The need to make savings in the legal aid budget was recognised by the Labour Party in Government who made some 30 attempts to limit it, reducing fees in real terms across the piece as they did so, between 2006 and their leaving office. Furthermore, that was before the full extent of the deficit became apparent and the need for deficit reduction and cuts across the board became as clear as it is now. On 18 May 2009, the noble Lord, Lord Pannick, asked whether the Labour Government would maintain the rates of legal aid payments in family law cases. The noble Lord, Lord Bach, replied:

"Family legal aid costs have risen unsustainably from £399 million per year to £582 million per year in the past six years. We need to control these costs in order to protect services for vulnerable clients".-[Official Report, 18/5/09; col. 1201.]

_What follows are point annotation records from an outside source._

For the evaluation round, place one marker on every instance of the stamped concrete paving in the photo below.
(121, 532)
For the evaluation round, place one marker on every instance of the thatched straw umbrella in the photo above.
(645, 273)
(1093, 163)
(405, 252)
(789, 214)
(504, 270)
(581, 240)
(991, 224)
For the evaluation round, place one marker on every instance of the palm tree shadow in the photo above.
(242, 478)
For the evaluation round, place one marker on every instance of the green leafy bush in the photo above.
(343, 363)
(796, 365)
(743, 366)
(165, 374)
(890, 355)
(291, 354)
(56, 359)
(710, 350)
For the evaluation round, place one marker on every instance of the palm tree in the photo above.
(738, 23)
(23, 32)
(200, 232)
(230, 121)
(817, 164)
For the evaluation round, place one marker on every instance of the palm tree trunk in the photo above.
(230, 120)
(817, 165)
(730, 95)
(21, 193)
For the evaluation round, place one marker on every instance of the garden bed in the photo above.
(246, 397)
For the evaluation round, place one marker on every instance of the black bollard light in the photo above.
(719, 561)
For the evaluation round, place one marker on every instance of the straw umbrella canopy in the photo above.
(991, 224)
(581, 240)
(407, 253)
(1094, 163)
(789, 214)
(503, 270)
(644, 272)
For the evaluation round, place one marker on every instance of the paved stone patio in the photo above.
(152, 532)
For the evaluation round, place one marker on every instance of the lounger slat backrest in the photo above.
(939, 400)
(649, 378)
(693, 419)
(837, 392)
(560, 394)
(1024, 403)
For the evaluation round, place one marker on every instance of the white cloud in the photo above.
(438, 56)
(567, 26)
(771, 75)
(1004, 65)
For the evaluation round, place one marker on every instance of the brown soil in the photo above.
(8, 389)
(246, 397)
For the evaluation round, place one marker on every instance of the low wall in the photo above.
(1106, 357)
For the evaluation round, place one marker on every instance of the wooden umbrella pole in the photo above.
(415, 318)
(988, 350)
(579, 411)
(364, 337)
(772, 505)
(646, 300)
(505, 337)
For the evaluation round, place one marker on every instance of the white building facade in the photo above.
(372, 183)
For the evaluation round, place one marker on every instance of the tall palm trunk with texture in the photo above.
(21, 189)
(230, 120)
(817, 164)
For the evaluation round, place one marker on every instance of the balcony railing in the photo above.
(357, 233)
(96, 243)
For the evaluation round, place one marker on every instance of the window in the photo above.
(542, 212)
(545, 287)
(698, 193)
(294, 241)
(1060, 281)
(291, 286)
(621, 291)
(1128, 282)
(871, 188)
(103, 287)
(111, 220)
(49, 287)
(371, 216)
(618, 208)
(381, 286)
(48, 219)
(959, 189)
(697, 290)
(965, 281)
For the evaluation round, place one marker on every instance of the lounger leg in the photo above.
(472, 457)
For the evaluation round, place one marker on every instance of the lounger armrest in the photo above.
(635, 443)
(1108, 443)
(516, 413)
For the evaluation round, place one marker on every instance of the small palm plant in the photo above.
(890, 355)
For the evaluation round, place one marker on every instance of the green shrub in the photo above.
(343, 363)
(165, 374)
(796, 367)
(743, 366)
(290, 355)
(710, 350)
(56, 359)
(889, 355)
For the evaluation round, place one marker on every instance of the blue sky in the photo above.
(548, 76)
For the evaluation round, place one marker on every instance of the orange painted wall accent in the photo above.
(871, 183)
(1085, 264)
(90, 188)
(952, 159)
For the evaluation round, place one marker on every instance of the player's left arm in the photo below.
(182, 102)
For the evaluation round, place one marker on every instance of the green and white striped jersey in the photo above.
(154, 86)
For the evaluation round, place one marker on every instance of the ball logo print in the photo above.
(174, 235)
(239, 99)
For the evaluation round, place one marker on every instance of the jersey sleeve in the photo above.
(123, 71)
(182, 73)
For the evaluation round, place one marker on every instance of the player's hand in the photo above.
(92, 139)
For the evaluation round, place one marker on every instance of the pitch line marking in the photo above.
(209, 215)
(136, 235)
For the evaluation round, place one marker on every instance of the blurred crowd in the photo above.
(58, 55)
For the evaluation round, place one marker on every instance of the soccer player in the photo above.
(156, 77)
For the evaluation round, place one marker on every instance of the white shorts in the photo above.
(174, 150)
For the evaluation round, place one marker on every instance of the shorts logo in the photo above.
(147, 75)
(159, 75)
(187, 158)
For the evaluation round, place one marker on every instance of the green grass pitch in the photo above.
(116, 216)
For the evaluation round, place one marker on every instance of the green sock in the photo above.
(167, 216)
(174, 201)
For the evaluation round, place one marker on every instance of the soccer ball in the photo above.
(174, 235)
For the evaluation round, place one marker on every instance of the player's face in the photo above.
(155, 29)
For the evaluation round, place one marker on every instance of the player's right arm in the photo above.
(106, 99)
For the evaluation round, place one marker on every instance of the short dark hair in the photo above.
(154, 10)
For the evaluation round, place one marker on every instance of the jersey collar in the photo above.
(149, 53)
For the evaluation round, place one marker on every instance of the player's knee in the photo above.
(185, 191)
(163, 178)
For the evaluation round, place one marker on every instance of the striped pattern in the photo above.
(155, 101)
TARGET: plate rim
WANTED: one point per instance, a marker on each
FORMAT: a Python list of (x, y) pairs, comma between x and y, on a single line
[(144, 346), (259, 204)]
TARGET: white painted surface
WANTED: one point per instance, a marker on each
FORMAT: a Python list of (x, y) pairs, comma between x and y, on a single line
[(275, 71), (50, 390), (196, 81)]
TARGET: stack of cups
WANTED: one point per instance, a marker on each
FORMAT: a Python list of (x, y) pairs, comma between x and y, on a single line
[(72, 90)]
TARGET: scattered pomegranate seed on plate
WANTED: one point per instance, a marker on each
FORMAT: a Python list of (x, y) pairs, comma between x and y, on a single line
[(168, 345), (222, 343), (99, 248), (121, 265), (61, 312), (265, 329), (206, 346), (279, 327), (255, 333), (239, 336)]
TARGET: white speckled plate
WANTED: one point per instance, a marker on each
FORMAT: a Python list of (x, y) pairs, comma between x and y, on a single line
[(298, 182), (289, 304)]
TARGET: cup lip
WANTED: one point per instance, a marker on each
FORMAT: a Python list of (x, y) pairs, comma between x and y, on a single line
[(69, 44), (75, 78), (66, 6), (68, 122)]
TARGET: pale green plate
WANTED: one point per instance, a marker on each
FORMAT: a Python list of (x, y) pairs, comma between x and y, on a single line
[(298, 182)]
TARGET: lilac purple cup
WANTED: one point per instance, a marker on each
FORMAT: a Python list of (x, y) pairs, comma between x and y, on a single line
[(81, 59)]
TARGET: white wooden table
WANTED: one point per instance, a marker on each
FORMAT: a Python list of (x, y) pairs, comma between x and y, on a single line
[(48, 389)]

In the consultation paper sent out by Ministry of Justice in July 2009, for which the noble Lord, Lord Bach, as legal aid Minister, was responsible, its proposals were described as follows:

"Our legal aid system is one of the best funded in the world. We spend around £38 per head on it annually in England and Wales, compared to £4 in Germany and £3 in France. Even countries with a legal system more like ours spend less; for example, both New Zealand and the Republic of Ireland spend around £8 per head".

I regard the fact that we still spend considerably more than comparable countries on legal aid as a matter for pride. That is still the case but it highlights the degree to which the legal aid budget must bear its share of the economies that have to be made.

The Labour Government's consultation paper continued:

"While we devote considerable resources to legal aid-£2bn annually-"

the figure is now £2.2 billion-

The Government's response to the consultation, published in January 2010 and signed by the noble Lord, Lord Bach, said:

"The Government wants to ensure that we rebalance the legal aid budget as far as possible in favour of civil help for those who need it most. But we also need to ensure that the resources we currently devote to civil legal aid are being targeted appropriately, and that the rules for granting funding are as robust as they need to be to ensure that resources are expended on meritorious cases ... The intended effects are to redirect resources onto higher priority areas, and to ensure that funding is only granted to eligible clients".

The words "rebalance" and "redirect resources" would inevitably have involved real terms reductions in fees. Labour's 2010 election manifesto said:

"To help protect frontline services, we will find greater savings in legal aid and the courts system".

When this Government's consultation paper on legal aid was published, the noble Lord, Lord Bach, very fairly said, as he said tonight:

"It would have been hypocritical of Labour to say we would not cut anything. If we had, we would be rightly criticised".